Passed by Congress May 1, 1810 – Ratified December 9, 1812.
“If any citizen of the United States shall accept, claim, receive, or retain any title of nobility or honour, or shall without the consent of Congress, accept and retain any present, pension, office, or emolument of any kind whatever, from any emperor, king, prince, or foreign power, such person shall cease to be a citizen of the united States, and shall be incapable of holding any office of trust or profit under them, or either of them.”
(Considerable controversy surrounds this Amendment – The official position of the Federal Government is that it was never ratified – but – in the past few months there is more than ample evidence that shows the Amendment was properly ratified on December 9, 1812, and if not then, certainly no later than March 10, 1819.

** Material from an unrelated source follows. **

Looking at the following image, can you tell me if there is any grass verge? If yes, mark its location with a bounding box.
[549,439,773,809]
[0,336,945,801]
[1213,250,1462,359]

There has been a lot of discussion over the years about the fact that this Amendment was established to prohibit members of the BAR Association from participating in government offices.

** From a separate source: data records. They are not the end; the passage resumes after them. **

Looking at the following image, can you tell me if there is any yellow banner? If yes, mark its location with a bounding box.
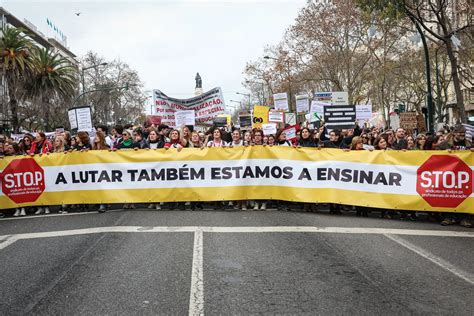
[0,146,474,213]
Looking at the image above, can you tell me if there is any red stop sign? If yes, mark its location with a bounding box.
[1,158,44,203]
[416,155,473,208]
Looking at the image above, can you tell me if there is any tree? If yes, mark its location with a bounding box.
[0,27,33,133]
[357,0,474,123]
[26,48,79,131]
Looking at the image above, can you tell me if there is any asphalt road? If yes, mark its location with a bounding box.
[0,206,474,315]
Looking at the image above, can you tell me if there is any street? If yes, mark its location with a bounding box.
[0,209,474,315]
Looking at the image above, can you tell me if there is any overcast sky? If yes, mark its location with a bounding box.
[1,0,305,111]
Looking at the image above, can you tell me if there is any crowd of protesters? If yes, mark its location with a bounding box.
[0,120,474,227]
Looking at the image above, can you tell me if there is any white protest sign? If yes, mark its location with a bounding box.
[268,111,285,123]
[76,107,92,132]
[356,104,372,121]
[153,88,225,126]
[331,91,349,105]
[295,94,309,113]
[174,110,196,127]
[310,101,331,122]
[285,127,296,139]
[262,123,276,135]
[273,92,288,111]
[67,109,77,129]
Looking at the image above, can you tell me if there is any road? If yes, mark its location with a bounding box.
[0,209,474,315]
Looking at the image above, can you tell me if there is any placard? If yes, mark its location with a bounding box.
[285,113,296,125]
[174,110,196,127]
[239,113,252,128]
[295,94,309,113]
[324,105,356,130]
[262,123,277,135]
[252,105,270,128]
[399,112,418,130]
[67,109,77,129]
[213,116,227,127]
[273,92,288,111]
[75,106,92,132]
[268,111,285,123]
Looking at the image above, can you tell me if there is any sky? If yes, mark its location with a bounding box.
[0,0,306,113]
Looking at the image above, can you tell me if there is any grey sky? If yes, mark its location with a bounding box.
[1,0,305,111]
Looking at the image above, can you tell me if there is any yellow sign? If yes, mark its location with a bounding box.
[252,105,270,128]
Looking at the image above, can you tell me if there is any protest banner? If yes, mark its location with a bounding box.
[262,123,277,135]
[217,114,232,125]
[285,113,296,125]
[313,91,349,105]
[324,105,356,130]
[146,115,161,127]
[68,106,92,132]
[268,111,285,123]
[0,146,474,214]
[295,94,309,113]
[174,110,196,127]
[273,92,288,111]
[239,112,252,128]
[285,126,297,140]
[252,105,270,128]
[153,88,225,127]
[212,116,227,127]
[310,101,331,122]
[400,112,418,130]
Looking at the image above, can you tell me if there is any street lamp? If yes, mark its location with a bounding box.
[235,92,252,109]
[409,20,434,134]
[81,62,108,93]
[263,55,296,112]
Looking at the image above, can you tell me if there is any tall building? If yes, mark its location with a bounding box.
[0,7,79,132]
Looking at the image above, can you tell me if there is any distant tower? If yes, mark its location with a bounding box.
[194,72,202,96]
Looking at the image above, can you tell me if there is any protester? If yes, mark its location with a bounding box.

If that were the sole purpose for this Amendment it is wasted energy. Our Founding
Fathers were much more straight forward than that.
No Senator or Representative shall, during the Time for which he was elected, be appointed to any civil Office under the Authority of the United States, which shall have been created, or the Emoluments whereof shall have been encreased during such time: and no Person holding any Office under the United States, shall be a Member of either House during his Continuance in Office. – Article I, Section 6, Paragraph 2 – Constitution for the United States of America
This provision was established to maintain the clear dividing line that had been drawn between the three branches of the government. Violation of this provision create a direct conflict of interest because members of the BAR would be officers of the court in the Judiciary branch and members of the legislature in the Legislative branch.